The first experiments to discover and assess the circadian rhythms in humans were conducted in Europe in the early 1960s. German researchers used the basement of a Munich hospital to isolate volunteers from all external time clues (called Zeitgeber, a German neologism that means “time giver”). There were no windows, nor were the subjects permitted to see newspapers or hear radio or television broadcasts. The participants in the experiment were allowed to establish and follow their own schedules, eating when they were hungry, sleeping when they felt tired. In similar fashion French scientists a few years later used caves in the Alps to isolate their subjects. Among other things, these experiments showed that, left to their own devices, the volunteers tended to go to sleep at twenty-five-hour intervals.

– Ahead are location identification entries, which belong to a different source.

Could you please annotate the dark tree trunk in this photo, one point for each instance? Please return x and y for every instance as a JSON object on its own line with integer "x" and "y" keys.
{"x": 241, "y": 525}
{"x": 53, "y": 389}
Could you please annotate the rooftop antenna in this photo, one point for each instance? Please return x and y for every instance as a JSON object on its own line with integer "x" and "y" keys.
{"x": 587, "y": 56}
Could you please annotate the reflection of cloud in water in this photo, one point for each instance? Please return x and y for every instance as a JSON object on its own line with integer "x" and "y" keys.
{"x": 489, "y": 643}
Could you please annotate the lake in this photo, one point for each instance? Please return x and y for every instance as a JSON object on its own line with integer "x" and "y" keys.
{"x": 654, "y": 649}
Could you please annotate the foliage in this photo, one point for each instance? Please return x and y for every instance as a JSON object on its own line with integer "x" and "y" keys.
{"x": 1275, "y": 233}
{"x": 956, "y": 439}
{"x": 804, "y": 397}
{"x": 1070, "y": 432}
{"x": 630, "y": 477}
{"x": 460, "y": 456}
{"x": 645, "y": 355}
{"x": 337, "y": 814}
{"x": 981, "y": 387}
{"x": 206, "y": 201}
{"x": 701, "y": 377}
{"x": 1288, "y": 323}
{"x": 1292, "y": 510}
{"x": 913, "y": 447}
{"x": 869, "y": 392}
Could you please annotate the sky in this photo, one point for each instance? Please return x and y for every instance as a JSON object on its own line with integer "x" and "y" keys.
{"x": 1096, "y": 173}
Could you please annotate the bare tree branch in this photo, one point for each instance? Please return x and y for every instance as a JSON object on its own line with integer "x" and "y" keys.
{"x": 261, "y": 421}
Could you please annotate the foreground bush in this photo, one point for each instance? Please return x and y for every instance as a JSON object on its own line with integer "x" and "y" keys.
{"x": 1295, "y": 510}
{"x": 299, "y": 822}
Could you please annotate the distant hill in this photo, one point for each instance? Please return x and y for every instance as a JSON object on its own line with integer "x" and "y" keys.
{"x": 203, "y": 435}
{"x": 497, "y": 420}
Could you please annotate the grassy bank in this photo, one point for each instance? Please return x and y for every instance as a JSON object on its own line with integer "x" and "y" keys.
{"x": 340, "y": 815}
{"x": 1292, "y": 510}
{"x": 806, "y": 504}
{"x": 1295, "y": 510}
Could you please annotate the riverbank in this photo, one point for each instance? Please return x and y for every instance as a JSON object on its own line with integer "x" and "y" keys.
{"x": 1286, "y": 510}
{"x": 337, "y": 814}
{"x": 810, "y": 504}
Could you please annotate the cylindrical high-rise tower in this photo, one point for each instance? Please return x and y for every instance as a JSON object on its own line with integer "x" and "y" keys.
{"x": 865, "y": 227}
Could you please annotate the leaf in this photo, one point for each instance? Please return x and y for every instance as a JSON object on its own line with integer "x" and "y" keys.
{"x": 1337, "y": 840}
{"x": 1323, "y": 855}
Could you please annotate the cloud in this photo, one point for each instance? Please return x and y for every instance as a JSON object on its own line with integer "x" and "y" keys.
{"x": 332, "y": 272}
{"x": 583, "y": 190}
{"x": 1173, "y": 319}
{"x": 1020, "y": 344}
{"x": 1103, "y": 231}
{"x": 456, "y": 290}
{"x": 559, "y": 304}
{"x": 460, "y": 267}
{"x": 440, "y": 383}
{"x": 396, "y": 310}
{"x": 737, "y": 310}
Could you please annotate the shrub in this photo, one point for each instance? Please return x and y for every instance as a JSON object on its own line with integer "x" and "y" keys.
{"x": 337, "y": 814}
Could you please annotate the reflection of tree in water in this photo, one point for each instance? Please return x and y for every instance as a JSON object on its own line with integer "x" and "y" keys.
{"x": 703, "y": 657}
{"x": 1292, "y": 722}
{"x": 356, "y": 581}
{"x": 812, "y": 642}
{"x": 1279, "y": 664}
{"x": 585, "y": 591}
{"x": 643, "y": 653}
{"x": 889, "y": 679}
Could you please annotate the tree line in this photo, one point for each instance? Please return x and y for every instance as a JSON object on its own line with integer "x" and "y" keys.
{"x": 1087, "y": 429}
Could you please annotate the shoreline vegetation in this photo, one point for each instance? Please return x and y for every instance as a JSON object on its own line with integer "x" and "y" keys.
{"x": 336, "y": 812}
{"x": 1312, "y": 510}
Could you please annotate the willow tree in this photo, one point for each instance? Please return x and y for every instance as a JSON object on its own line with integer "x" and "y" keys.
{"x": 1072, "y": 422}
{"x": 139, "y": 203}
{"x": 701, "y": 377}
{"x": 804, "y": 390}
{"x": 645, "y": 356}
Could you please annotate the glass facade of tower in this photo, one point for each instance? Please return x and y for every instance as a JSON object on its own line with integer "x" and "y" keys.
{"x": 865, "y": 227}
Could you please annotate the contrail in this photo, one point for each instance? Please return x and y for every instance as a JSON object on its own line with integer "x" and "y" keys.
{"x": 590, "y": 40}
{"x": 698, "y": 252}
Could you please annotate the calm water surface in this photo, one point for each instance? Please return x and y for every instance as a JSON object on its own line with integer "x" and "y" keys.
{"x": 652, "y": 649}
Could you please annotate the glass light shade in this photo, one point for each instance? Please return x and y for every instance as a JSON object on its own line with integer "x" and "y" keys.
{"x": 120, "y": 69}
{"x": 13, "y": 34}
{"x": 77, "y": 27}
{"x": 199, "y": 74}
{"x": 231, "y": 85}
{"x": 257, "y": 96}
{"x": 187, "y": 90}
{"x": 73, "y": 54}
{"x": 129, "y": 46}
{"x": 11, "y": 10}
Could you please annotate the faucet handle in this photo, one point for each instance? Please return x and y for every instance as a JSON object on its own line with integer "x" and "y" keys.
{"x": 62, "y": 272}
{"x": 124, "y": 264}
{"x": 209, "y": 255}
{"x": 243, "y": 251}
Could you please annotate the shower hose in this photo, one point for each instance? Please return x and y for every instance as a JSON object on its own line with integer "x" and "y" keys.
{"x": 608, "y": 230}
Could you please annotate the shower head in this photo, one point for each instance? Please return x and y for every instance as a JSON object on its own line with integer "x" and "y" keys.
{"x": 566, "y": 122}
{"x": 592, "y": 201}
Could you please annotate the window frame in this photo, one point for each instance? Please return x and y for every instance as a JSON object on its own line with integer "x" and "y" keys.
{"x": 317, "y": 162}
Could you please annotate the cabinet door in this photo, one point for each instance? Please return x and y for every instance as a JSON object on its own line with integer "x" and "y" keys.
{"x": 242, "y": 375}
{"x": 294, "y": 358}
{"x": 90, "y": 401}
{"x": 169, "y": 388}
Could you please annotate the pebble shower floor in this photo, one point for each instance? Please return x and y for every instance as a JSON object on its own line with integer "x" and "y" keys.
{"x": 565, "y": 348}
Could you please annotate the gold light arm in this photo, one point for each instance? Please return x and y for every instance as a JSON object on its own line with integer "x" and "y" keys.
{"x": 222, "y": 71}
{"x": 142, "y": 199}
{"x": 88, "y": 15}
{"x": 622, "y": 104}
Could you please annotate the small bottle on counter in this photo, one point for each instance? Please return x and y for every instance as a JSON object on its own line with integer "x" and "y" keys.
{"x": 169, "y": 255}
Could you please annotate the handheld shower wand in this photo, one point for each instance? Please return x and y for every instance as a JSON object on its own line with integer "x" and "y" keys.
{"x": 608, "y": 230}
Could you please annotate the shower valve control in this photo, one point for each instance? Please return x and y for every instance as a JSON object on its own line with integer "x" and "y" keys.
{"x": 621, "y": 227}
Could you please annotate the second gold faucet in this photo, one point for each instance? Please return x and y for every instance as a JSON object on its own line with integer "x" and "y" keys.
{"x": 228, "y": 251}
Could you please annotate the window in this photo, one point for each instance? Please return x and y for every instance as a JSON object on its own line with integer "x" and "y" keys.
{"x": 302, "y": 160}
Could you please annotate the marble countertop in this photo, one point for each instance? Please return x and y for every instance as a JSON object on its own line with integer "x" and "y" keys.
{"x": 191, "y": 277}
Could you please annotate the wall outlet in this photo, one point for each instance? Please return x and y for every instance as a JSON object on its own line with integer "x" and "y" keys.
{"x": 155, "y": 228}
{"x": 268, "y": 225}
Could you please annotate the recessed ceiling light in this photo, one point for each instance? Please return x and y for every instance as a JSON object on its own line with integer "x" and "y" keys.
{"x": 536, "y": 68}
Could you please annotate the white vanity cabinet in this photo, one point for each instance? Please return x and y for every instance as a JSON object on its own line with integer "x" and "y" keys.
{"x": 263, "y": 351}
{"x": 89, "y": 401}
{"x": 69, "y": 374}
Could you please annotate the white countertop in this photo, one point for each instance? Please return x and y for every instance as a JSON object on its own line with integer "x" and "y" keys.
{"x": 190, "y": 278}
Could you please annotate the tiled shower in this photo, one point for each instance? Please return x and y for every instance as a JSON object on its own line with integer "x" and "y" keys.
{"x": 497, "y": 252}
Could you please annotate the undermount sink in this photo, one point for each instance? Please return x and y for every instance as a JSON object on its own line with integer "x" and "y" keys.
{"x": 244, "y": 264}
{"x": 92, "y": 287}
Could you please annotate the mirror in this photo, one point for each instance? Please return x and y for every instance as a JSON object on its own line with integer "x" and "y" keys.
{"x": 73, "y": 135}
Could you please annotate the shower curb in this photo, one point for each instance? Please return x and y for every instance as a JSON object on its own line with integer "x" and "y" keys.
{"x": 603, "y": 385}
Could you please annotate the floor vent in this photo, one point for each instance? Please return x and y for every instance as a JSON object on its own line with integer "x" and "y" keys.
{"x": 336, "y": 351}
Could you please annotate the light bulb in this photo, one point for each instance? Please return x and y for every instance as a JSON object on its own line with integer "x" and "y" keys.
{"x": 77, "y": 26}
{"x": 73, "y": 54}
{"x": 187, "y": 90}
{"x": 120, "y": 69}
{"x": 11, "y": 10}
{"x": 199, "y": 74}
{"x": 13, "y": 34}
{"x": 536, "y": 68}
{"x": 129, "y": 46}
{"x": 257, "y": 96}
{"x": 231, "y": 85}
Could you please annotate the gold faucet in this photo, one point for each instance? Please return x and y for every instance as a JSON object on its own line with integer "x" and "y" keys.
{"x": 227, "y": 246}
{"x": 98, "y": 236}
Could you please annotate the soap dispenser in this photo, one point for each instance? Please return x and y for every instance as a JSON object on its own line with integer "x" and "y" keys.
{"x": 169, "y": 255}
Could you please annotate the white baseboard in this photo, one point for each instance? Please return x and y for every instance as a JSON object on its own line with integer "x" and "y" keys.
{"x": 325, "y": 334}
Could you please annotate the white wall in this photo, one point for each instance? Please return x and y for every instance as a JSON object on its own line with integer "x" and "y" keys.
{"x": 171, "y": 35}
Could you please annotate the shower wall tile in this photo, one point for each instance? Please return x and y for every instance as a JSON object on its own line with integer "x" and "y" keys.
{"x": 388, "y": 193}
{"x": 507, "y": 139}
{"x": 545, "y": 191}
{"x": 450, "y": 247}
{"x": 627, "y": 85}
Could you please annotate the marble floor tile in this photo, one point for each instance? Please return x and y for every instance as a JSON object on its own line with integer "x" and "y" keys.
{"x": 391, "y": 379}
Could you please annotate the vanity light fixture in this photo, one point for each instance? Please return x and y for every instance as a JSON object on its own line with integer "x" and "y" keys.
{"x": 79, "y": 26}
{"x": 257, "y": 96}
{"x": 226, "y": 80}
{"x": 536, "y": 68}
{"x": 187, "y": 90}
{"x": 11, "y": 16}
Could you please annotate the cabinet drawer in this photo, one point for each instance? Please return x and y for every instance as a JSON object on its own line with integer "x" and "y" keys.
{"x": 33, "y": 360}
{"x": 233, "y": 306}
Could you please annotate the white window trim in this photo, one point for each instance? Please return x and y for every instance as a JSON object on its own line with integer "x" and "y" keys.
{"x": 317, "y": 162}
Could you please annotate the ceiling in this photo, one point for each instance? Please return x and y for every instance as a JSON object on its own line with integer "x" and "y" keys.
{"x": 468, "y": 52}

This and subsequent discoveries have established that human circadian rhythms, when allowed to run free with no clues to establish the time of day, tend to operate on a cycle of approximately twenty-five hours. One ramification of this finding is that if our circadian pacemakers were not reset on a daily basis by external factors, the timing of our built-in rhythms would be off by an hour more each day compared with time as measured by the clock.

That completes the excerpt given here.